Atmospheric and oceanic dust fluxes in the northeastern tropical Atlantic Ocean: how close a coupling?

A. Bory1,2, F. Dulac1, C. Moulin1, I. Chiapello3,4, P. P. Newton1,5, W. Guelle1, C. E. Lambert1, and G. Bergametti3
1Laboratoire des Sciences du Climat et de l’Environnement, 91198 Gif-sur-Yvette, France
2Lamont-Doherty Earth Observatory of Columbia University, Palisades, NY 10964, USA
3Laboratoire Inter-Universitaire des Systèmes Atmosphériques, Faculté des Sciences et Technologies, 94010 Créteil, France
4Laboratoire d’Optique Atmosphérique, Université des Sciences et Technologies de Lille 59 655 Villeneuve d’Ascq Cedex, France
5School of Biological and Molecular Sciences, Oxford Brookes University, Headington, Oxford OX3 0BP, UK
Correspondence to: A. Bory (bory@ldeo.columbia.edu)

Abstract.
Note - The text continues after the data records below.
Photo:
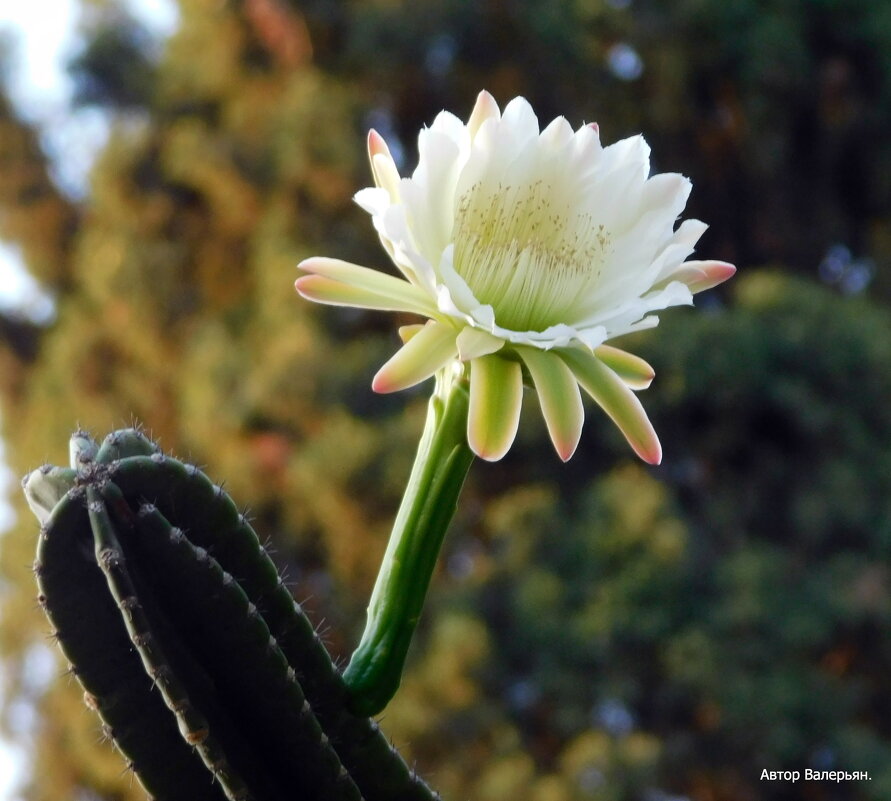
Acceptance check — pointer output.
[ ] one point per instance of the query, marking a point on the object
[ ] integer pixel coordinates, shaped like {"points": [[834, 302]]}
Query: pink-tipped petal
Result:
{"points": [[377, 145], [633, 370], [702, 275], [407, 332], [361, 286], [427, 351], [617, 400], [484, 109], [383, 168], [559, 398], [496, 396]]}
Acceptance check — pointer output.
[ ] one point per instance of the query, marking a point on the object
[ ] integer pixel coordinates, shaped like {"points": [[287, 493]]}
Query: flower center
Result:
{"points": [[527, 251]]}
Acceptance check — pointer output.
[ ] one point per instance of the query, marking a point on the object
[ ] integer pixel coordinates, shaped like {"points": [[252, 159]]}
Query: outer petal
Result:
{"points": [[485, 108], [496, 394], [701, 275], [342, 283], [558, 394], [619, 402], [419, 358], [383, 167], [633, 370]]}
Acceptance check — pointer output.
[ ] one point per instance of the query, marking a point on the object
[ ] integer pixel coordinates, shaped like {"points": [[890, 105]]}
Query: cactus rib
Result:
{"points": [[214, 523], [88, 626], [207, 674]]}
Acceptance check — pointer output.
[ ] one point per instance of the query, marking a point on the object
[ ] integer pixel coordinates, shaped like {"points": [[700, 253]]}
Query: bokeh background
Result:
{"points": [[600, 631]]}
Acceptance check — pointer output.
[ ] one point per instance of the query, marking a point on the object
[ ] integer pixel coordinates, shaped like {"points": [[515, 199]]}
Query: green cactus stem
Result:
{"points": [[87, 624], [209, 677]]}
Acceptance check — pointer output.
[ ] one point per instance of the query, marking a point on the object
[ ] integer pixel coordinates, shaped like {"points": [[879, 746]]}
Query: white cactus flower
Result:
{"points": [[527, 251]]}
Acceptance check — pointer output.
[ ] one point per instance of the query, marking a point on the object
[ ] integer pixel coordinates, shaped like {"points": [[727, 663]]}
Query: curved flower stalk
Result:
{"points": [[526, 251]]}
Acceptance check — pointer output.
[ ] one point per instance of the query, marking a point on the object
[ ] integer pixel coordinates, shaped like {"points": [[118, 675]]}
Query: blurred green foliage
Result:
{"points": [[598, 631]]}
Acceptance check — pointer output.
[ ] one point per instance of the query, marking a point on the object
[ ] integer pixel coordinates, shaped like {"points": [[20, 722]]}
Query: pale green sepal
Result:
{"points": [[427, 351], [496, 394], [45, 487], [406, 332], [633, 370], [474, 342], [361, 286], [617, 400], [559, 398]]}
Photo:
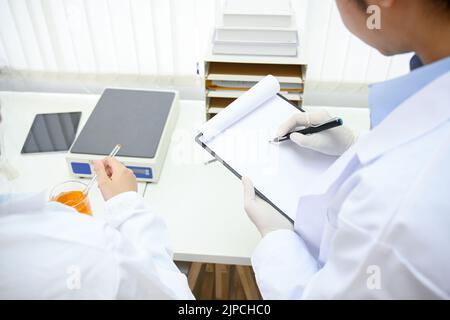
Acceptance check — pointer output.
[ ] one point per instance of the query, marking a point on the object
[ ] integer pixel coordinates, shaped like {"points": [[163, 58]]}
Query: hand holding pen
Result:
{"points": [[318, 131]]}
Atmospheric inputs to the ocean of dust originating from Africa are compared with downward dust flux in the oceanic water column. Atmospheric fluxes were estimated using remote-sensing-derived dust optical thickness and parameters from a transport/deposition model (TM2z). Oceanic fluxes were measured directly over/in two regions of contrasting primary productivity of the northeastern tropical Atlantic (one mesotrophic and one oligotrophic, located at about 500 and 1500 km off Mauritania) underlying the offshore dust plume. In both regions, estimates of annual atmospheric dust inputs to the ocean surface are lower than, but of the same order of magnitude as, oceanic fluxes (49.5 and 8.8 mg.m-2 .d-1 in the mesotrophic and oligotrophic regions). Part of this mismatch may reflect both a general flaw in the dust grain size distribution used in transport models, which likely underestimates large particles, and/or lateral advection to each region of dustier surface waters from upstream, where dust deposition is higher. Higher-frequency temporal coupling between atmospheric and oceanic fluxes seems to be primary-productivity dependent, as hypothesized in previously reported studies.

Key words. Atmospheric composition and structure (aerosols and particles; geochemical cycles) Oceanography: biological and chemical (geochemistry)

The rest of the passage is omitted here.